Firefly Tattoos (Subdermal tritium lighting implants)
Subdermal tritium lighting implants, or Firefly Tattoos as they are called, use the decay of tritium gas to make glow-in-the-dark implants. Tritium gas decays and emits beta radiation which collides with phosphor and emits photons. Tritium lights are used in watches, gun scopes and emergency exit signs. Standard tritium lights are safe to handle but do emit a small amount of ionizing radiation, which makes them unsafe to implant within the body. By applying a specially designed coating containing a layer of lead oxide glass, we are able to reduce the radiation emitted and make implant safe lights. Firefly Tattoo implants run for many years without the need to be recharged, provide a striking glow in the dark implant, and are small enough to implant using an injection.
(my hand showing the healed implant at night, long exposure was used to get a good picture)
How bright are they?
The images in this post should give you some idea of how bright they are, but to give you some examples: In full darkness they are eye catching from across a room. In a dimly lit room they are visible but do not stand out. In a brightly lit room and outdoors during daylight they are not visible at all. This has pros and cons; being invisible in fully lit areas means you can’t show them off as much, but it also means people who work in customer facing roles won’t have to remove or cover them up like they do with piercings and tattoos.
How long will the light last?
Tritium as 12 year half life. This means that after 12 years the implant will be half as bright, after 24 years it will be half as bright again. Obviously given the Firefly Tattoos are new we don’t know exactly how long they will remain visible for, however after 6 years the implant will still retain 75% brightness, which should still be visible.
Will this give me cancer?
It is extremely unlikely, but any exposure to even the smallest amount of radiation increases the odds of getting cancer. We believe that this implant is safe enough that people don’t need to be concerned, but ultimately you need to make your own informed decision.
Will these set off security detectors?
No, since the radiation is being shielded to make the implant safe, it also stops it from being detected. Only an xray would allow someone to see there is an implant, but even then they would not know it is a Firefly Tattoo. However, by examining you in the dark, it would be obvious.
I’m black/Indian/have darker skin, will the lights work for me?
The short answer is we don’t know yet. So far all tests have been done on caucasians, obviously higher melanin levels block more light, so the implants will not work as well in darker skin. They may not be visible at all, or if they are visible, they will be dimmer than in people with pale skin. You are welcome to try anyway, but the result will not be as impressive as in the example pictures. If you do try, please let us know your results.

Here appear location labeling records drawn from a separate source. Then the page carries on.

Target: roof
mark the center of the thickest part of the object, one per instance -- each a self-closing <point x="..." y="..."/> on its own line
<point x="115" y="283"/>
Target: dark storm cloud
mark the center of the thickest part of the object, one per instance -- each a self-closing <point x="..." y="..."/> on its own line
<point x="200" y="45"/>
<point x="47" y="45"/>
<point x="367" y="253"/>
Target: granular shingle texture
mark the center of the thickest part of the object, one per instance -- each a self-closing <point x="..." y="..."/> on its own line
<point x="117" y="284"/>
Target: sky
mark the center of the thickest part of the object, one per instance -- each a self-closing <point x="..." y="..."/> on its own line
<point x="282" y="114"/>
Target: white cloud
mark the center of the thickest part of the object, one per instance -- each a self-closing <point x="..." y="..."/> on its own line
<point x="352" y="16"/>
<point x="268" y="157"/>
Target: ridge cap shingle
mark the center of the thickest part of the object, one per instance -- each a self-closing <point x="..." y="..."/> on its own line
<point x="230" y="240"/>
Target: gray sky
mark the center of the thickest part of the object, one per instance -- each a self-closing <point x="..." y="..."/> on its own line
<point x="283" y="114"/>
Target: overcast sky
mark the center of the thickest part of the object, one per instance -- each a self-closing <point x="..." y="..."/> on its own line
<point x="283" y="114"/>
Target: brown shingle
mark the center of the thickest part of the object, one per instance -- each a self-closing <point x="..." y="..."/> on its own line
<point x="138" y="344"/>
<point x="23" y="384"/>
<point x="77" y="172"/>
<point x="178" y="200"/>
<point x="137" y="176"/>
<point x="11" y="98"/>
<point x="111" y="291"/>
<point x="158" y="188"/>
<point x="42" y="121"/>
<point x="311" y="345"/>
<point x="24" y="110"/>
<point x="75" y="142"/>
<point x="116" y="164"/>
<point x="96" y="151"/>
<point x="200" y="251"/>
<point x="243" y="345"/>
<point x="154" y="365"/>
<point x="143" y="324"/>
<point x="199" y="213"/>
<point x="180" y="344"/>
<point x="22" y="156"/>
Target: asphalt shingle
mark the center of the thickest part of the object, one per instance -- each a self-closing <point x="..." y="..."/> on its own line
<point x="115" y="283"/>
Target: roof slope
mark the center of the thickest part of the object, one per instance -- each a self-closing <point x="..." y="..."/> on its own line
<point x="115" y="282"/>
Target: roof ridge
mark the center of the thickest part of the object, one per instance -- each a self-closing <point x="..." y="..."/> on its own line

The long story of how these were developed:
In early 2014 I had an idea. I’d been thinking about implantable LED lights, somewhat similar to the NorthStar (although it didn’t exist at the time), one of the big issues was power, batteries are dangerous, they take lots of room and need recharging often. Then I thought of those cool glow in the dark keychain lights, they use Tritium gas to glow for decades without the need to be charged. I thought it would be really cool to implant one of those lights, my skin would glow indefinitely. I did some reading, and talked to some friends about it, they thought it was a cool idea, but were unsure of the light would be bright enough to be seen through the skin.
I decided to buy a few tritium vials and to do some tests, in true DIY grinder spirit I went to the local supermarket and bought some chicken drumsticks with skin on, I then slid vials under the skin and turned out the lights. The result was very encouraging, the vial was clearly visible through the chicken skin. But I was still not sure how well this experiment would translate to implanting in my own body. After all, chicken skin may be much thinner or more transparent than human skin and the chicken was dead, live skin may block far more light.